Ottawa set up a judicial inquiry into the case led by Justice Dennis O'Connor after Arar returned to Canada more than a year later.

O'Connor released his report in September 2006, concluding that Arar had no links to terrorist organizations or militants. He also concluded the RCMP had given misleading information to U.S. authorities, which may have been the reason he was sent to Syria.

"I also recommend that the government assess Mr. Arar's claim for compensation in light of the findings made in this report," O'Connor wrote.

Arar received a unanimous apology from the House of Commons after the report's release. However, the Conservative government later drew a distinction between a parliamentary apology and an official government apology, calling it the former.

At the time, the prime minister acknowledged that Arar had suffered a "tremendous injustice."

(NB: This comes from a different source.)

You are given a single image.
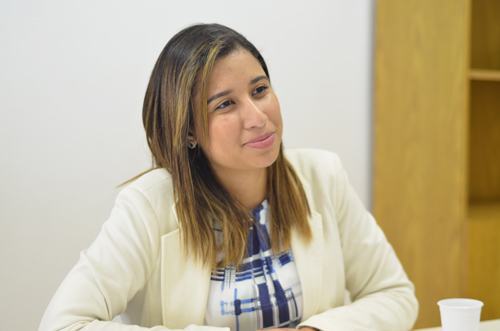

Earlier this week, U.S. Ambassador David Wilkins criticized Ottawa's efforts to have Arar removed from a United States security watch list, saying Washington alone will decide who to let into the country.

Speaking in Edmonton after meeting with new Alberta Premier Ed Stelmach, Wilkins warned Public Safety Minister Stockwell Day to back off because a U.S. review determined Arar should remain on the watch list.

"It's a little presumptuous for him [Day] to say who the United States can and cannot allow into our country," Wilkins told reporters Wednesday.

The ambassador reiterated that the U.S. found its own reasons to keep Arar on the watch list.

Day said in a visit last week to Washington that he has seen the information and found nothing new to suggest Arar is a safety risk.